Linda Lerner
The Bowery and Other Poems

down these metaphysical
streets I walk naked & unseen


I am an outsider recognizable by
my camera eye stare
knapsack and long gypsy skirt
walking down Essex Rivington lower
east side New York

here is anywhere I’m walking down
those silent metaphysical streets
I’ve walked down too many times
lost and alone in
New York New Mexico New Orleans Colorado
forgotten towns across America
dim lit, shadowy, as in some
noir cinema of another time
walked down the exact moment
I’ve walked, as now
down these hot July streets

a smell I inhaled in Williamsburg, the Bronx
a noveau poverty baked
into the bricks and sidewalk
vibrating with truck rumble car horn
blast children’s screams flying
thru salsa sounds melting hot
ice cream yearnings in the air;

want to tear off my clothes
forget I’m already naked if
someone bothers to look....

I pass a group of tattooed Latinos
giggling teen age girls
hormonally bursting out of white shorts
a man reading the want adds on a stoop
dreaming new world in the old Spanish tongue

walk another block and come
to an impasse: a truck and crowds
blocking off the street, low budget
film makers here to steal something to
bargain for that original dream

too many depressions wiped away
for it ever to vanish entirely
from imagination;
like love. What have I to bargain with?
except need? offer it to a passer by
who has that hungry look
I recognize

hey you,
cost only a few hours a few words

once on a Greenwich Village corner
in a hotel lobby
in cyber space, on a page
sulightlaughter tore up those streets
and once undressed past
where I thought possible
and once took years
could strike once again/make
poverty a word
tenemented in lower east side New York
where a job pays rent, buys enough
tacos and enchiladas to fill
a hungry belly banish it
from their lives

a town I’m passing through

ISBN 1-59661-007-7
28 pages $9
Linda Lerner was born and educated in New York City. She has published eight collections of her poetry: A Koan for Samsara (Ibbetson Street Press, 2003), Greatest Hits (Pudding House Press, 2002), No Earthly Sense Gets It Right (Lummox Press, 2000), Anytimeblues (Ye Olde Font Shoppe Press, 1999), and New & Selected Poems (Ye Olde Font Shoppe Press, 1998).

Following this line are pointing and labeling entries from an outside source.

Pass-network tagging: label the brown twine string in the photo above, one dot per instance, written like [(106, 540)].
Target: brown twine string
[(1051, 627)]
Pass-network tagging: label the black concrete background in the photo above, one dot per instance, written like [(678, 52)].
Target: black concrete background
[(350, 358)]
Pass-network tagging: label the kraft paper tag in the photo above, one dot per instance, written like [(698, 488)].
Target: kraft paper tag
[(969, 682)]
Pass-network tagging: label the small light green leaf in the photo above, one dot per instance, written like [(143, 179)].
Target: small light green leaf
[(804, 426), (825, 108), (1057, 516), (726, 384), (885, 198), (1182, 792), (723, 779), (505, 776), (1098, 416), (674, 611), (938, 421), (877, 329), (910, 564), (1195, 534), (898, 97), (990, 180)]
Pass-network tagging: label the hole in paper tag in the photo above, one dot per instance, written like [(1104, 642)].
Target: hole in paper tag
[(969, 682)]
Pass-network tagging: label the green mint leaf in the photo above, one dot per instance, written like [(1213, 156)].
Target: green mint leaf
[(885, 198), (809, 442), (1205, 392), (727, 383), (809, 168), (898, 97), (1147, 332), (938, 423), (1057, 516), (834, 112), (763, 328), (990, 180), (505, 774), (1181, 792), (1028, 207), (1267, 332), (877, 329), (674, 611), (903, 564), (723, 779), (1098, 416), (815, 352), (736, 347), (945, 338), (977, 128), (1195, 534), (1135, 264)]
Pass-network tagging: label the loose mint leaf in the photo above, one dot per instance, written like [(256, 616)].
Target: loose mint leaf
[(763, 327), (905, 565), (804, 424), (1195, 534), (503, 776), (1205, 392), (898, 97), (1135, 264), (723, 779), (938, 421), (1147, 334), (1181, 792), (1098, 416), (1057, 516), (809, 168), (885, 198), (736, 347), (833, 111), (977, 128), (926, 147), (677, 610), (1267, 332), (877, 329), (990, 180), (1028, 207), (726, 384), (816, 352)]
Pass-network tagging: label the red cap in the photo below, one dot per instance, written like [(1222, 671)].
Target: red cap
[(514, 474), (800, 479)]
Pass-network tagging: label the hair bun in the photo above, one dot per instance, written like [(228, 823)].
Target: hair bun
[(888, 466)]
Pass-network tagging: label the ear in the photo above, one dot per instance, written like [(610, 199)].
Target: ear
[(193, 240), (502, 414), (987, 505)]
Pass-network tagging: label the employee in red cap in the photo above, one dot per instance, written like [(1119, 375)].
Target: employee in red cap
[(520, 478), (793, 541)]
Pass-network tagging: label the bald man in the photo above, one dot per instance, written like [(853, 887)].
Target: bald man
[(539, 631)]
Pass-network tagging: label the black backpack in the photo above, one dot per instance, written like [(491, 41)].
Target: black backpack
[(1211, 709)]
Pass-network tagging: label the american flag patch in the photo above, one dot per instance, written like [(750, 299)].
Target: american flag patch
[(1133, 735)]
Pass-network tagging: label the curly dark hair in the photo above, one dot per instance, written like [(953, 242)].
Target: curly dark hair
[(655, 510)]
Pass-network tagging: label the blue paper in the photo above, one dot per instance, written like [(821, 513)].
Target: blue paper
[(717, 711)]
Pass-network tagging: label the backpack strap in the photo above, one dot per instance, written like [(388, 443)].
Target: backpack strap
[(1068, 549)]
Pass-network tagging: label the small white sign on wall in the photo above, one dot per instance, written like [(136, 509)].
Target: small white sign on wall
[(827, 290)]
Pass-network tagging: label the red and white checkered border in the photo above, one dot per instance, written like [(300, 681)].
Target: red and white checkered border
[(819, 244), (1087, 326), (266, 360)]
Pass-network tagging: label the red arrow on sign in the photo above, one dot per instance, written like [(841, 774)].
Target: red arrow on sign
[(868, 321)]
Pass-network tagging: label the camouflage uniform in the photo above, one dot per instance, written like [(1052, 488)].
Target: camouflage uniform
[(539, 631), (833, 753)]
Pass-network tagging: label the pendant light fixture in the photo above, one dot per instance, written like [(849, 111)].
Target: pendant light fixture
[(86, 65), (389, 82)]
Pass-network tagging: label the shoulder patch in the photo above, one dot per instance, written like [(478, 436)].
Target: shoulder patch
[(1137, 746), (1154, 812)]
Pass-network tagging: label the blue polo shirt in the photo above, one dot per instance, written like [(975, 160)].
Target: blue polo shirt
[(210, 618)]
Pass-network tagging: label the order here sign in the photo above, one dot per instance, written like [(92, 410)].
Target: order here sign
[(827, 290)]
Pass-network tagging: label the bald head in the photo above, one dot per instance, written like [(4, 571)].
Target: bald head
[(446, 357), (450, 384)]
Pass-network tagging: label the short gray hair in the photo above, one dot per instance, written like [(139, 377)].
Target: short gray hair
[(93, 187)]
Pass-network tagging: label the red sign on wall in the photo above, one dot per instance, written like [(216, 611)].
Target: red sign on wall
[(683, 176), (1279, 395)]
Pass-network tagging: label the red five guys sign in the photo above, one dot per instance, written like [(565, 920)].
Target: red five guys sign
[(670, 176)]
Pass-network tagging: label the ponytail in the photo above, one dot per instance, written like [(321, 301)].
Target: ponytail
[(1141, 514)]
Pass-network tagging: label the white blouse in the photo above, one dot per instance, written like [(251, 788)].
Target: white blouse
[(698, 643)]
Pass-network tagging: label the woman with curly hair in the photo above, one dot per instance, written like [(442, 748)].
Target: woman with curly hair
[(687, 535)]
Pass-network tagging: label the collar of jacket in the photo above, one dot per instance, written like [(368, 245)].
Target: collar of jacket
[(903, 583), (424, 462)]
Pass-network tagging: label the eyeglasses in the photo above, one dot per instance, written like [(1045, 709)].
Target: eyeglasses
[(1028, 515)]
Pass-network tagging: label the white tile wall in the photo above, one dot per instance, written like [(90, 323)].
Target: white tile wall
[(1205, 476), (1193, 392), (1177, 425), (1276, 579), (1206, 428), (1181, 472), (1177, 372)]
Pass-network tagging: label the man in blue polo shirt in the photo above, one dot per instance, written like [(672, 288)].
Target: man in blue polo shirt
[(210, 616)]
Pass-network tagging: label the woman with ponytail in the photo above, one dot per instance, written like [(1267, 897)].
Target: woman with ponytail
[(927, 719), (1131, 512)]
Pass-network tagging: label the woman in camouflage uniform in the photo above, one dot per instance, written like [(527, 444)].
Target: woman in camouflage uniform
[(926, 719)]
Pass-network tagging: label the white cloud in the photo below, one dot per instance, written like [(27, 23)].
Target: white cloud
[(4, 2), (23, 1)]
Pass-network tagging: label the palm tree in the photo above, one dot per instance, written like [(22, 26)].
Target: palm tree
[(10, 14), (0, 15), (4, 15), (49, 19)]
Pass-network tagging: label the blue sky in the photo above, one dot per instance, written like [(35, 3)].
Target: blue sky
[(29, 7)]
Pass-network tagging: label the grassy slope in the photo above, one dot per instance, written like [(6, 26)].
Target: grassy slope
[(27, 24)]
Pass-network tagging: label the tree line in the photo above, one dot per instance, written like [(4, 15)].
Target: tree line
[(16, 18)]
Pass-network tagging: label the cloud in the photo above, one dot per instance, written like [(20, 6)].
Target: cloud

She’s published in New York Quarterly, Patterson Literary Review, Onthebus, Louisiana Review, Black Bear Review, South Boston Literary Review, Ragged Lion Anthology, and others.

There's a brief review of Bowery in a zine called the Chronogram at http://www.chronogram.com/issue/2005/02/bookshelf/shorttakes.php
It a mag that comes out in upstate NY, near Woodstock.
The review is “Lerner's geographical turf is the Lower East Side, her emotional turf the defiant New York loneliness which refuses to give up hope in a city where ‘A jazz band out of Brighton Beach/is tuning up the July heat…’
She will return to the Colony Café as a featured reader in August.” (The Colony is a venue in Woodstock.)


I remember when I was in my teens I frequently ventured into New York from the tony suburbs of Long Island, to go “slumming” in the city. I remember seeing a young man sweeping the sidewalk outside a gone-to-seed bar in the Village. I asked him: “Is this the way to the Bowery?” He replied: ”Sadly,” and nodded his head dejectedly. So for me the Bowery with its flop houses, its discarded, broken men, its off-limits allure, has always held a certain fascination. When Linda Lerner sent me her new collection: “The Bowery and other Poems” I knew I was going to revisit this neck of the woods through Lerner’s well-honed skills as an observer and thusly, a poet. In the poem “Sixty” we visit a smoky Gin-Joint where a man of sixty holds on to the all too-fleeting youth of the youngish poet. Here--we have a portrait of a man as an open wound, and his object of desperation: “6...0 he said as though/ he couldn’t grasp the/sudden wound ripping/flesh sense of it./ His rock gray eyes never/ budged from where I sat;/all night in a boozy dark/ he clutched a woman’s/ last fling of youth/ like a tourniquet/ and wooed her girl-heart.”

Throughout this collection Lerner probes the love, the loss, the lovers, and the losers of the “naked city.” The Bowery, I hear, has changed a great deal over the decades. But the name the “Bowery” has a certain name brand recognition for a certain slice -of-life. This collection will help explain why.

Doug Holder/ Aug 2004/Ibbetson Update/Somerville, Mass.